My Arrival to the Wild, Wild West
So, you might ask a question when you think of the Western Traveler, a German native living in a small town that is one of the most remote places in the northern Rocky Mountains… Yes, exactly, more than 1,000 people already have asked me the same question: “How did you end up in Lander, Wyoming?!”
For a while, I was thinking of wearing a T-Shirt where my story is written on the back that everyone can read it. However, in order to answer this question it requires telling you a couple of stories that have shaped my life here out West, and if I would print every story of how I ended up here, I could fill a J.C. Penney store full of Florian’s story T-Shirts.
I remember my first day in “The West” where I learned that the West is not the West you might consider, for example the Marlboro Man lighting up a cigarette in Monument Valley or Indians living in teepees. I have learned that the West is – saying it in one word – “enormous”, and I will tell you why
Everything started when I finished my university program in southern California, and my thoughts were ready for an internship that should not only include gaining more skills in tourism but also lifelong experiences that I will never forget in my life.

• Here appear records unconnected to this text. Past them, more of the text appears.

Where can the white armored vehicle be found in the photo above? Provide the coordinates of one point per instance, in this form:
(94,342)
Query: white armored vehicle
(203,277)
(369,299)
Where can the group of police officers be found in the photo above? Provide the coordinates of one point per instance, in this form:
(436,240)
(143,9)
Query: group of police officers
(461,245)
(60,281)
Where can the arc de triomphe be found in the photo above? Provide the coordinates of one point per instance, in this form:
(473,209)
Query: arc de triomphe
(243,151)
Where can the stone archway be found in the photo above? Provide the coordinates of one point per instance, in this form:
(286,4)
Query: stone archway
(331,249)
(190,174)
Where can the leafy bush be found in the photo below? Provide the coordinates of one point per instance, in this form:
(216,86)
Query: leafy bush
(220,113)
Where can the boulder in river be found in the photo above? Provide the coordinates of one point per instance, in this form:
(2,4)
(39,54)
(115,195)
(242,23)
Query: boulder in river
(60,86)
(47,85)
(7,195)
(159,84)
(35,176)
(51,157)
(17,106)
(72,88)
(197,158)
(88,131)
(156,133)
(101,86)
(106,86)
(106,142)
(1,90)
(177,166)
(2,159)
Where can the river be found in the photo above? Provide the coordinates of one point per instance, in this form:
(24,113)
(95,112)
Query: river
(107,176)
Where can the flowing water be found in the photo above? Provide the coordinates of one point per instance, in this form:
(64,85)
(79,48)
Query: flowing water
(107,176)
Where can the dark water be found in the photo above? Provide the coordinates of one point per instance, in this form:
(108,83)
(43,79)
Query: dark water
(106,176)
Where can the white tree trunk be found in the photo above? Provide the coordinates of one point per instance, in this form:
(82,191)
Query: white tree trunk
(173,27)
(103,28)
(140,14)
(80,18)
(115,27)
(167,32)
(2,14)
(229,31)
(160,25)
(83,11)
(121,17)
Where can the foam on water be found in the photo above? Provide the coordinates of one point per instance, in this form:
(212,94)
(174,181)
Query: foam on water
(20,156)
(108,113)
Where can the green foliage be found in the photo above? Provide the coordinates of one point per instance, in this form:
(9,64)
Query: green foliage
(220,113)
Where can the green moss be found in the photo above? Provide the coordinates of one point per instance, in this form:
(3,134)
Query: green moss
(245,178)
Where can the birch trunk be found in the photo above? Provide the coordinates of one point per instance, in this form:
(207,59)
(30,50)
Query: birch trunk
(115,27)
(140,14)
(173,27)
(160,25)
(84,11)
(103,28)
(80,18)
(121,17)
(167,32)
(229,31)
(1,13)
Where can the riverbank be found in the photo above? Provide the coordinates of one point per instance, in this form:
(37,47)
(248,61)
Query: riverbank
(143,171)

Maybe some of you can understand, sometimes you are looking for a change. I finally wanted to have a change in life, away from big population areas, with crazy shopping malls, cars that are parked on freeways inside are people wearing business suits, sipping coffee and talking on the phone about business. As I am young and driven, I was rather looking for new adventures of a different kind, hungry for a new series of exciting stories I could tell my friends and family.
So, after my university program I decided to accept an internship position in tourism marketing for a very small private company, in the very small town of Lander, in the enormous state of Wyoming. Enormous? Yes, because this is the West I described when I arrived there the first time. Well I knew that the Western states were huge, however what I did not know was that there is a difference in population between California and Wyoming. So, I decided to drive on my own into my first adventure of the Rocky Mountains, sitting in my old $500 Mazda 323 that I bought from an unsafe neighborhood in California, when I was a broke student.
After two days of driving, three oil changes (the car burnt more oil than fuel), I finally arrived the borders of Wyoming, the Cowboy state welcoming me with the sign of the Cowboy on the Bucking Horse. At this time, I did not know where I was going except on an endless road just going straight that seemed to me like the end of the World.
Looking on Google Maps, I figured out that Wyoming has more rivers, creeks and reservoirs than roads so I really tried hard during the trip not to get lost, looking for populated areas, lights and cars that would define my new home in Lander. However, there weren’t any.
After driving for hours and hours, passing Utah’s capital Salt Lake City and Wyoming’s satellite towns Evanston and Rock Springs, I still had about two hours to drive until I arrived in Lander, passing a huge wide and open land of the high-desert country with countless antelope along the roads, and other unique wildlife, such as wild horses, rabbits and prairie dogs.
I was about one hour from Lander when my rumbling car needed to climb over the last mountain, called South Pass, which is attached to the pristine Mountain Region, called “Wind River Mountain Range,” where you cannot see the end of snow-covered mountain peaks.
Going downhill, I could see that my car was already tired of my road trip to Wyoming where the engine smelled like burnt oil, looking for a break. Thanks to the long downhill slope on the other side of the mountains, passing an untouched rock formation, called Red Canyon, my car (fortunately) agreed to make it the last miles to my final destination for the next five months – to a place called Lander, Wyoming.